Anish Kapoor has taken over the Palace of Versailles. He’s installed 6 dramatic works, 5 in the gardens and one inside. Apparently there is some controversy but that is nothing new when contemporary art goes big. A quick glance at the works and the prudish problems of someone else fade quickly from the conversation.
The contemporary art exhibition in Versailles always begins with a walk. The first encounter with the artist. Or rather the artist’s first encounter with Château de Versailles. Whether he or she already knows it or not, on that day they look at it differently, as if the prospect of setting up their works there opened their eyes.
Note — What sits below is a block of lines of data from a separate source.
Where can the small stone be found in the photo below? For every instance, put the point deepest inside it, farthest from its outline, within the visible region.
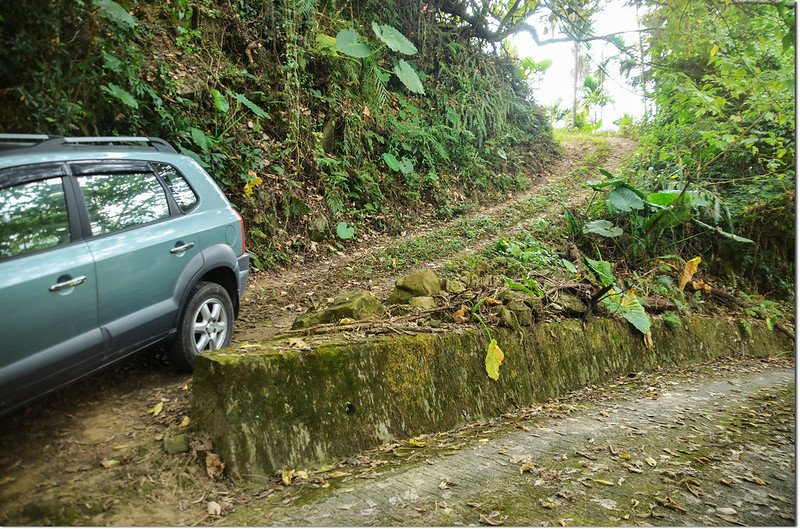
(571, 304)
(354, 305)
(415, 284)
(423, 302)
(176, 444)
(42, 509)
How they look at it is more important than what they say: they take the measure of the unique architecture and size themselves in the light of this exceptional environment. From that first day, there is nothing other than that singular relationship where one is confronted to the other. We were walking with Anish Kapoor.
At a brisk step, with long land surveyor’s strides. Our long walk unfolded in a silence only interrupted by a few words about Le Nôtre, born on a 12th of March like Anish Kapoor – a small nod to history. When it finally came to an end, Anish Kapoor asked to think things over. How unnerving for us! What humility from an artist used to the grandest sites. A year later, Anish Kapoor proposed “his” itinerary in the gardens of Versailles. Like Giuseppe Penone, like Lee Ufan, he had secretly identified the works and the sites. Like them, with his sharp eye he had first calculated size and proportions. He magnificently inhabited the space of the Grand Palais in Paris in 2011 with his Leviathan, however he felt he needed to measure up to the 800 hectares of the Versailles grounds.
Beyond the topography of this territory conquered and disciplined by Louis XIV and his gardener Le Nôtre, the way Anish Kapoor, engineer and philosopher, architect and poet, grasps space, maybe takes us into his innermost thought. He has demonstrated here and there that the notion of space is uppermost for him; he has confided that he treats it as a “poetic idea”, not within its limits but with all it involves. What we see and do not see, the meanings accumulated in the course of history…
For Anish Kapoor, a work of art doesn’t exist alone but through its viewer. The visitor at Versailles will witness the dualities of artist’s work: heaven and earth, visible and invisible, inside and outside, shadow and light… This universe can be read through experience and imagination. The originality of this exhibition, what makes it unique, even to those who have long been familiar with Kapoor’s work around the world, is that in Versailles his vision meets an imagination set in stone by history. The very controlled landscape of Versailles is drawn into instability. The grounds become uncertain and moving. Waters swirl. Romantic ruins take hold of the Tapis Vert. Exposed interior orifices are hidden within the garden’s labyrinths. The mirrors that are so central to Versailles now distort it. This world is perhaps about to tip over. It is not by chance that Anish Kapoor was the first to push open the door to the Jeu de Paume, which he considers as a work of art in itself, to exhibit his installation.
Anish Kapoor draws us into a hidden history, within the boundaries of Versailles.